Early Neolithic hoard from Serbia examined


Archaeologists from the University of Tübingen’s Institute of Prehistory are working with the Serbian Archaeological Institute in Belgrade to analyze the most comprehensive Early Neolithic hoard ever found. Work on the nearly 8000 year old collection of jewelry and figurines is funded by the Thyssen Foundation.

Early Neolithic hoard from Serbia examined
Belica hoard, two views of a stylized woman (serpentinite) [Credit: Nebosja Boric, Belgrade]

The unique hoard is composed of some 80 objects made of stone, clay and bone. “This collection from Belica, in all its completeness, provides a unique glimpse into the symbols of the earliest farmers and herdsmen in Europe,” says Tübingen archaeologist Dr. Raiko Krauss, who heads the German side of the project.

Early Neolithic hoard from Serbia examined
Belica hoard, miniature phallus (serpentinite) [Credit: Nebosja Boric, Belgrade]

The objects include stylized female figures, parts of the human body, as well as miniature axes and abstract figures. Much attention has been given to the rotund female figures of water-smoothed stone given human features by human hands. Were they idols, lucky charms or fertility symbols? Their purpose is unknown.

Early Neolithic hoard from Serbia examined
Belica hoard, two views of a representation of the sickle moon (serpentinite) [Credit: Nebosja Boric, Belgrade]

The stone objects are mainly of serpentinite from an ophiolite belt running some 40km west of the Belica site. The rock was washed out of the mountains and worn smooth by rivers and streams. Neolithic artists then selected the pebbles they wanted from the valleys.

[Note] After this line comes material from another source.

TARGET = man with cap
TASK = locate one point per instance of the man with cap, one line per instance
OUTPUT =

Early Neolithic hoard from Serbia examined
Belica hoard, bone figurine [Credit: Nebosja Boric, Belgrade]

Archaeologists mapped the outline of an Early Neolithic settlement in June of this year using the distribution of finds on the surface as a guide. In the middle, they found the largely undisturbed hoard. Using modern geophysical prospection methods, they were able to bring buried parts of the settlement to light during summer excavations.

“Important finds like this should be prominently displayed in the Serbian National Museum,” says Krauss of the hoard. “But the National Museum in Belgrade has been closed since the civil war.” So Krauss is working with his Serbian colleagues on an exhibition at the University of Tübingen Museum in Hohentübingen Castle. The modern world will first get to see the Belica hoard there in the winter semester of 2013/14. The hoard, and the results of the current investigation, are to be published in German and Serbian.